Cacao - the cocoa bean in its raw state - contains ingredients that work with your serotonin levels to make you feel happy and relaxed.

The Cocolat collection features four ranges and 40 flavours.

A former magazine editor who wanted to start her own business, De Cerbo started experimenting with ingredients and flavours in the kitchen of her Dublin home.

“I’d been doing a course in social media and I hated it. I loved doing dinner parties and pulling out the stops at Christmas. I loved making chocolate at Christmas.

“The basic cocolat is where it started. All of it is plant based. I wanted to do something different.

"I didn’t want to replicate something else. I started messing around with things like a blackberry mojito chocolate that I make in the summertime.”

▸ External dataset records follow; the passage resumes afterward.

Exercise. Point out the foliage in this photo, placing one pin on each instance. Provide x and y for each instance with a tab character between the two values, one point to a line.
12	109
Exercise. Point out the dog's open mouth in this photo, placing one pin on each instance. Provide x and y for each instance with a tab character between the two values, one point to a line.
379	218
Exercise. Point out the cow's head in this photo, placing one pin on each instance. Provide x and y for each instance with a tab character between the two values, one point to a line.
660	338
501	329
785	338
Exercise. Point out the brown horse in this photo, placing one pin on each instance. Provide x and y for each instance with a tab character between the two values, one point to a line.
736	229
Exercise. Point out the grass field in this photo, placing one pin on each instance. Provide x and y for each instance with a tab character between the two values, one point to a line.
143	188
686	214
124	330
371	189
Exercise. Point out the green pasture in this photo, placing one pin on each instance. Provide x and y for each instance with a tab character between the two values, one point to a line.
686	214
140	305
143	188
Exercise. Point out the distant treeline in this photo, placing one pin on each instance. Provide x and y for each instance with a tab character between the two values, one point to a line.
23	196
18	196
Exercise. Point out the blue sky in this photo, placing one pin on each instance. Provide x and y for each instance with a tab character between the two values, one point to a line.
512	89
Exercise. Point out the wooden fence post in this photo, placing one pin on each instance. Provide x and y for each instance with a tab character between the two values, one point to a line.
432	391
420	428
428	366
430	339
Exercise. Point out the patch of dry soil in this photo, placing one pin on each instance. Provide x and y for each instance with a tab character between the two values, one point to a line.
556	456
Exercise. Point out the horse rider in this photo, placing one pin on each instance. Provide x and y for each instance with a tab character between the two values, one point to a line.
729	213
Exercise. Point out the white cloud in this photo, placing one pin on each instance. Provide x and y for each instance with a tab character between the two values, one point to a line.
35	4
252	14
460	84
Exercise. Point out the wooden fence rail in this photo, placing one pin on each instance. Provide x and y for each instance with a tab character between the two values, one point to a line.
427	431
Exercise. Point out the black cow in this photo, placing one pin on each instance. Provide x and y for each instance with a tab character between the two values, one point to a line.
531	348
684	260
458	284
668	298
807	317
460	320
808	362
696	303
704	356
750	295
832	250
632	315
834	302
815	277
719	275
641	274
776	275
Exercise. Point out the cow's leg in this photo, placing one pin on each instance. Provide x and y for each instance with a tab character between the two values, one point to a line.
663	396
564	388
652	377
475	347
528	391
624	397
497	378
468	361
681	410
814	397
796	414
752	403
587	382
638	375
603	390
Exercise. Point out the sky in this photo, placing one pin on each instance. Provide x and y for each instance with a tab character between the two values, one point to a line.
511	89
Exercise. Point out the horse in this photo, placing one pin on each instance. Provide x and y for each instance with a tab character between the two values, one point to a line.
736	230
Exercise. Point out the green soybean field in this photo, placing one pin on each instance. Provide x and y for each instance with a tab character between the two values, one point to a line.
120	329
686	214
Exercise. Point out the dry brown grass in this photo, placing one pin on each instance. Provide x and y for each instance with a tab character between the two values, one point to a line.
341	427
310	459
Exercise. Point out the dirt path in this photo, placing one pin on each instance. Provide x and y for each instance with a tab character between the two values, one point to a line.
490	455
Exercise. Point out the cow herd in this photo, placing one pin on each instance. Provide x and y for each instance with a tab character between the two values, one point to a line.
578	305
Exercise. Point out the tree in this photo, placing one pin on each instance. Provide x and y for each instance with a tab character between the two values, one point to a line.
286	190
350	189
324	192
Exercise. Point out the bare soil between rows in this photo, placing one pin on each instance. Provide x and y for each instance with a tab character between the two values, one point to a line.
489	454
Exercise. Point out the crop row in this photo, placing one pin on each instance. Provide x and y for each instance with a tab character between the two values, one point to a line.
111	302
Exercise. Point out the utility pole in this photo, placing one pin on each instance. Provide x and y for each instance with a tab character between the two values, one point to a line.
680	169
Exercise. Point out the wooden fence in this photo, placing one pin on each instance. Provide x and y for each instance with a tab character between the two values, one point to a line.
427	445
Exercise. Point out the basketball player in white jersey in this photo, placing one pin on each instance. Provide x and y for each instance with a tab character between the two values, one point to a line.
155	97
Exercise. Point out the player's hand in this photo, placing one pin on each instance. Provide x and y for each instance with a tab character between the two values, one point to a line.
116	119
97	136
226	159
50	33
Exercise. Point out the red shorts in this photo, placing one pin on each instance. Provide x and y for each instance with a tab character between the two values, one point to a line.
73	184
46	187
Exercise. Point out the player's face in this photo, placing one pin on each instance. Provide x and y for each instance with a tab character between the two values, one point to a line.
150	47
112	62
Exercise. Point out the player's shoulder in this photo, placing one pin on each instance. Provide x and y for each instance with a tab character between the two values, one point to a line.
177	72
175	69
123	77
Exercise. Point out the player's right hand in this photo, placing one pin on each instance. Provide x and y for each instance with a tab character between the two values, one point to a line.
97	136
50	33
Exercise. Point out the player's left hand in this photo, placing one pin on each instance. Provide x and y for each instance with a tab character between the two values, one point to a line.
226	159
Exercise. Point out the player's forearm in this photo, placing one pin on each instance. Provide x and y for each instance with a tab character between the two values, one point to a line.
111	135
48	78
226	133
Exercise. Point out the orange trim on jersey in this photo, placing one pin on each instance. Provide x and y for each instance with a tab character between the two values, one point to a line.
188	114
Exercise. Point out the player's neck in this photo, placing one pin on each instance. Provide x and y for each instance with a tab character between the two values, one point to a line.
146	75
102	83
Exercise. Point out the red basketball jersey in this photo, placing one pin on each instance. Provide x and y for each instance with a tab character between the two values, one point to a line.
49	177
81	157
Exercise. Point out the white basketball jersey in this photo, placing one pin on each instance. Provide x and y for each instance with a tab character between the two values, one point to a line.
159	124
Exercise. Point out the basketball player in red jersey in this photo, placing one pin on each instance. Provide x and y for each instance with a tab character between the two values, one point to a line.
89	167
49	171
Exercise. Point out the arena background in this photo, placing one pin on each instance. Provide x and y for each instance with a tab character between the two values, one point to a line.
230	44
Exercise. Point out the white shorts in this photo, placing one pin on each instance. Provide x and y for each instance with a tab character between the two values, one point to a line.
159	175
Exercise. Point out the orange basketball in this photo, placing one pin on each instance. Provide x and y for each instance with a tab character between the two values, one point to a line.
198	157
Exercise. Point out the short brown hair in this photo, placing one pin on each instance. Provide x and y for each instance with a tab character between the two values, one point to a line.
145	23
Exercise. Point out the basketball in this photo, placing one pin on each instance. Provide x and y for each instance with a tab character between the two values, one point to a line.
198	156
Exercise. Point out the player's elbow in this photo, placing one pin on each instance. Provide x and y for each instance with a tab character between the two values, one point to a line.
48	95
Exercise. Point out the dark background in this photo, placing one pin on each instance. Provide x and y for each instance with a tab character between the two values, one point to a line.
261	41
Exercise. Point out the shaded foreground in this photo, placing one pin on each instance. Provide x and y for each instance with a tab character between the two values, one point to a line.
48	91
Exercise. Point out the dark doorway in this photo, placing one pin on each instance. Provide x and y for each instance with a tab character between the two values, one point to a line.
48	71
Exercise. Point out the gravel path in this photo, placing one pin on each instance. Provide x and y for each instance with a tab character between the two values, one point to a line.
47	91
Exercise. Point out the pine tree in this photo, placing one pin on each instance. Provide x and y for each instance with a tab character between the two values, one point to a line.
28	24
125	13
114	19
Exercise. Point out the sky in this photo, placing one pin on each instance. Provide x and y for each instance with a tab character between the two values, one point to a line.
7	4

She started bringing her wares to The Supernatural Food Market to road test which flavours people loved most - and enjoyed the spirit of the market so much she still has a stall there.

Children come up to me and love the chocolate. It’s dark and rich so I didn’t think they would go for it, but they do.

"It’s great getting people’s feedback and telling me how much they enjoy it. It’s a great community and you get to know people.

"There is one little girl and she has an immunity condition and she can’t digest some things.

"She couldn’t have any of the range and I felt so bad for her. I created a type of cake made especially for her and it made me so happy.”

The year, she will be involved in a website called Green, featuring various producers who make food that looks good, tastes good and does good.